Exploring The Cost-Benefit of Employee Rewards
There are numerous ways to reward employees including many ways to provide both financial and non-financial rewards and incentives. However, it is important to remember that all rewards and incentives come with a price, even if they appear to have no upfront price tag and not all incentives, regardless of cost, offer the same value in return. Understanding the full range of costs can help when deciding what rewards and incentives to provide in your organization.
4 Basic Reward Standards For Employees
1. Compensation: direct financial rewards including monetary bonus, stock and options, raises, prepaid cards, gift cards and indirect financial rewards in the way of gifts, merchandise, tickets to events,
2. Benefits: Gaining access to an expanded array of company benefits including gym memberships, concierge services, discounts, training and education, conferences and more
3. Appreciation: Public and/or private demonstrations of gratitude to employees for their actions and accomplishments (a pat on the back, a note saying thank you).
4. Recognition: Public acknowledgment of employees in front of their peers, management, customers and the public
Costs of Rewarding Employees
According to a recent study (conducted annually for the past 5 years) Berkely Payment Solution’s 2014 Canadian Incentive Trends found that the majority of Canadian employers of all sizes (70%) provide reward incentives to their employees. These rewards varied from small token items such as a $5 gift card or company merchandise to higher costs items such as tickets to a sporting event, hundreds of dollars and more in financial compensation. For employees the perceived value of these rewards varied in popularity and for the organizations they varied in effectiveness.

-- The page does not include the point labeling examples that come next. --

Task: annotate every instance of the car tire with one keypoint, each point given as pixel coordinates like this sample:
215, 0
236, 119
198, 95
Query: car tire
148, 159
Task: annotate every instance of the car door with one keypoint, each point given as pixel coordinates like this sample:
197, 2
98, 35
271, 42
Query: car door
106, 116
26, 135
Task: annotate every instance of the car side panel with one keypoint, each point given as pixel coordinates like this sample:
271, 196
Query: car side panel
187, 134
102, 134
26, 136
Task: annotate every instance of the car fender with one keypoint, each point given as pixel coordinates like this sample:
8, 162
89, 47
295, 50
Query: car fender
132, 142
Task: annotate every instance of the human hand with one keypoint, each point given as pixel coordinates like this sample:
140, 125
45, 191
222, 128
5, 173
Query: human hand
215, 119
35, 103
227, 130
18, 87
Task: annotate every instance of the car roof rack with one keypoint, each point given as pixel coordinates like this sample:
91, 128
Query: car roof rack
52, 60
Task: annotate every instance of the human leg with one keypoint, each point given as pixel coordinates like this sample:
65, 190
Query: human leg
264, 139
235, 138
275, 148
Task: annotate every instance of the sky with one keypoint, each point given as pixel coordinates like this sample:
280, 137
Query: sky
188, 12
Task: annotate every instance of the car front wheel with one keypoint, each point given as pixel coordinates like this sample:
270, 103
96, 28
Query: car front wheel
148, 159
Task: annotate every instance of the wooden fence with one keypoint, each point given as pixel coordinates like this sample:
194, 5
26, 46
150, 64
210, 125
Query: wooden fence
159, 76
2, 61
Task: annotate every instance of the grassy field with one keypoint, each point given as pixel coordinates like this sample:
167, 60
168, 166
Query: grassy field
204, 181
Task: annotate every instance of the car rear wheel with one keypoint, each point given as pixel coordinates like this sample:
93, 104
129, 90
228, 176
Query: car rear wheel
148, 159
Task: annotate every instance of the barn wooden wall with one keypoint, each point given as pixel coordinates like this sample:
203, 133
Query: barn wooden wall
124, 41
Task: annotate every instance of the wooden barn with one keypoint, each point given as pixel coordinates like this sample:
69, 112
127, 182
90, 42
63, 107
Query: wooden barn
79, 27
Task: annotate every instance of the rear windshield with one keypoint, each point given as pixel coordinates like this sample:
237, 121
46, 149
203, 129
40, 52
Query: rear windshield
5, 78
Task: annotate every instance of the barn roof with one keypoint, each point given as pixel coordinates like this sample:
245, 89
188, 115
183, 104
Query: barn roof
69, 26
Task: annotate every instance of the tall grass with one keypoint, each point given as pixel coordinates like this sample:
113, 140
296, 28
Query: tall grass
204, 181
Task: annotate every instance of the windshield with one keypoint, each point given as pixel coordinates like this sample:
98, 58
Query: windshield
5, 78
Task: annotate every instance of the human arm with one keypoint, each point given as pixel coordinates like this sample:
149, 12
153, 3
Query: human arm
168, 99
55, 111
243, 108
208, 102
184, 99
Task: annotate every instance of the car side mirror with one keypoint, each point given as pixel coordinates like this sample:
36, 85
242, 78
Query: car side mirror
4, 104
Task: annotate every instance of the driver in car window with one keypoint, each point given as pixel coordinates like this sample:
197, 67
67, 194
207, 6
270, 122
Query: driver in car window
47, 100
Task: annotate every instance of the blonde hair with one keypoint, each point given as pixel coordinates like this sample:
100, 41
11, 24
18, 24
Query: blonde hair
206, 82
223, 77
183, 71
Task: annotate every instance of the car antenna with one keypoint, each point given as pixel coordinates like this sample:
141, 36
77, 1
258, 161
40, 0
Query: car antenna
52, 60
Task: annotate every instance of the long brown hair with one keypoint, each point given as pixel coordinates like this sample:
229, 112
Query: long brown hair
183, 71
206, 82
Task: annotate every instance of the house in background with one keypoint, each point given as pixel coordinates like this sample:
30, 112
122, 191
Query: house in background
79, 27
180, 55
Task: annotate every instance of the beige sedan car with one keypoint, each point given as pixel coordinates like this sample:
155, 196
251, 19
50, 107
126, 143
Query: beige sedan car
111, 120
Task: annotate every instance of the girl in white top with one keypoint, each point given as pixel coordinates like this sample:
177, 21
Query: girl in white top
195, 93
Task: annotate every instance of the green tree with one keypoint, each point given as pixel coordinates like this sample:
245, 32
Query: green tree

Although some rewards have a bigger up front price tag and some appear to have no cost if you look at the big picture all rewards and incentives have a cost. An inexpensive reward that does not return on the investment can cost as much or more as one that costs more up-front but returns better value.
Non-financial rewards such as recognition can cost in morale and retention if not properly administered. Recognition that is perceived as inappropriate, unfair or preferential can cost you by demotivating employees who do not receive rewards and demonstrating to everyone that management is out of touch with reality. Publically acknowledging an unpopular employee may cause resentment and more on the part of other employees.
Rewards are impacted by many factors including the age, situation and individual preferences of an employee, the efficiency and effectiveness of managing the reward to the organization and the perceived fairness and value. Providing a reward of a dinner for two to your favourite steak house may not be a reward for your vegetarian millennial or parents who now have to find and incur the costs of childcare. Many organizations forget to consider the cost to their employees including the possibility of the reward being a taxable benefit.
All rewards programs have the added cost of taking time and staffing resources for management, administration, tracking and rewarding. The hours spent identifying and monitoring variables and dealing with potential conflict and fallout can cause the rewards to lose their sheen.
Understanding the full and complete picture of costs includes:
- Upfront costs of the reward
- Hidden costs of the reward to the recipient
- The cost of a poor reward process that rewards inappropriate or in effective actions
- The staffing time and resources costs for management, tracking and administration
- Psychological impact on employee’s who do not perceive the reward as attainable, accurate or fair or who, as a result of many factors, are unable to ever compete for a reward.
It may seem as though the rewards and incentives are not worth the problem. However, done well incentives and rewards can have the desired impact of acknowledging employees for their efforts and contributions. Research shows us that employees expect to be given rewards and incentives. Research also shows us that feeling appreciated and having an opportunity to contribute to an organization provides among the best returns on investment for an organization. Employees may want financial rewards but they also want to feel appreciated and valued for their contributions. By offering a combination of financial rewards with appropriate amounts of recognition and acknowledgement you may be able to maximize your ROI on rewards and incentives.